Alibi evidence is often a critical factor in legal cases, but there has been very little theoretical or empirical research on what makes an alibi convincing (or unconvincing), or how it differs from typical witness testimony. A formal model that captures the difference between impartial witness testimony and alibi testimony has been developed (Hepler, Lagnado & Baio, this volume). In conjunction with this work, experimental studies have been conducted to examine whether mock jurors conform to these models. People were presented with background crime cases, and then given either witness or alibi testimony. This testimony was subsequently discredited (either because of deception or error). The main findings were that when people discovered that an incriminating witness testimony was discredited, they reduced their judgments of guilt back to their original baseline judgments, irrespective of whether the discredit was due to deception or error. In contrast, when people discovered that an exonerating alibi testimony was discredited, they increased their judgments of guilt substantially above their original baseline judgments when the reason was deception, and increased them slightly above baseline when the reason was error. In short, people reacted differently to the discredit of witness or alibi evidence. Only in the case of discredited alibi evidence did the presence of deception supplement the guilt of the suspect. This pattern of results supports our proposed formal models and suggests that people are sensitive to the different dependency structures implied by typical witness or alibi evidence.

3) Confessions

Confession evidence also plays an important role in legal contexts, especially criminal cases such as murder. This type of evidence is controversial (Gudjonsson, 2003), because there are often alternative explanations for a confession, such as police coercion, fabrication or offers of leniency. This is well-modelled in Bayesian networks by ‘explaining away’, where the confession is potentially explained by several non-exclusive hypotheses: e.g., the suspect is guilty, or the police used force in interrogation etc. The situation becomes more complex when there are multiple confessions (e.g., when a gang are collectively accused of a crime). Indeed given certain assumptions it can be shown that although one confession raises the probability that the gang are guilty, any further confessions actually reduce this probability, while at the same time raising the probability that the police used force (Dawid & Lagnado, 2007).
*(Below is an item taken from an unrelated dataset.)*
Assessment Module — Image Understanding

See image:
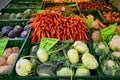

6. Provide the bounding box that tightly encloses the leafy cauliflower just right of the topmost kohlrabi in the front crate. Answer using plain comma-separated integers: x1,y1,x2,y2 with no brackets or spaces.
94,42,110,56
This is a subtle consequence of Bayesian reasoning, and it is unclear how people will reason about such cases. In an experimental study mock jurors were presented with details of a crime, in which a gang had been arrested and separately interrogated. In contrast to the normative predictions, people’s assessments of the gang’s guilt steadily rose with each new confession. Follow-up studies are planned to explore the robustness of this finding. A tentative explanation, in terms of the limited-capacity model, is that additional confessions act as a grouped variable, rather being represented separately as required by a normative Bayesian representation.

Taken together these three sets of studies offer support for the proposed psychological model. People are sensitive to qualitative relations between items of evidence, and make appropriate inferences so long as the variables are limited in number, and the required computations are simplified. Future research will develop this model further, and apply it to other domains of reasoning.